Overwork has nothing to do with true value creation or producing quality work. Research shows that long working hours backfire for people and companies.
Another example was how women were guided not to rely on their naturally strong feminine traits such as relationship building skills in their careers because people would think “you don’t have a lot going on between your ears”. Shaming the feminine skill set is a common strategy that comes from lack of understanding.
As a result, this firm, and many others, will see no change in their efforts to attract female talent until they address their value system thoroughly. Equally, their male leaders will be locked into the same pattern and have little chance of seeing their daughter’s next football game or their son’s drama performance.

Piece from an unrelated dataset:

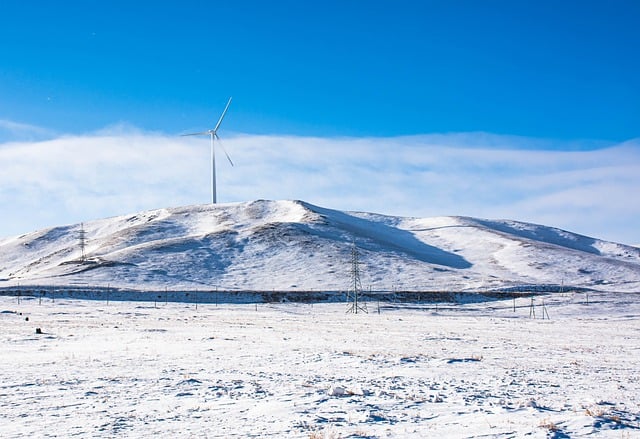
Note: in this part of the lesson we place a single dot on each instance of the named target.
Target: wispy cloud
(11, 130)
(121, 170)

In a culture that values only the masculine, not much will change.
You can fill positions with women but until their core values are recognised and appreciated, they will not be able to show up authentically and bring their best self to work. Women will feel frustrated and undervalued in a system that only celebrates masculine traits. You can make small shifts and gradual change by adopting improved working policies like flexible working or breast milk shipping, but unless structures, culture and the underlying value system also changes – not much will be achieved for real gender equality.
Do you believe the feminine way can be a successful strategy?
The corporate world doesn’t yet seem ready to welcome a feminine value system as a real success strategy. Companies want women, but not the core talents and traits that women can bring.
The leaders of that global consultancy firm didn’t believe in the feminine as a winning strategy. How could they possibly work differently! Overworking was a real sign of strength and power for them, that’s what successful men do, right?
The feminine principle is gentle and does things with humility. The feminine protects life and believes there’s enough for everyone. The feminine is about trusting a deep knowledge of what is ‘enough’ and so avoiding overwork. (We all have that ability if we listen carefully.) The reason women are held back is not only about the work/family narrative or flexible working hours or breast milk shipping policies.
The unspoken truth is that society does not yet believe feminine traits can be good – good for business, good for media and good for everyone in society #EachforEqual. This is a deeply rooted system flaw which will only change when both men and women recognise it. When we all understand that gender issues are not about competition (men vs women), but about collaboration – then it becomes easier for everyone to work together to change things. When we stop pointing fingers and learn to appreciate each other’s natural talents everybody wins.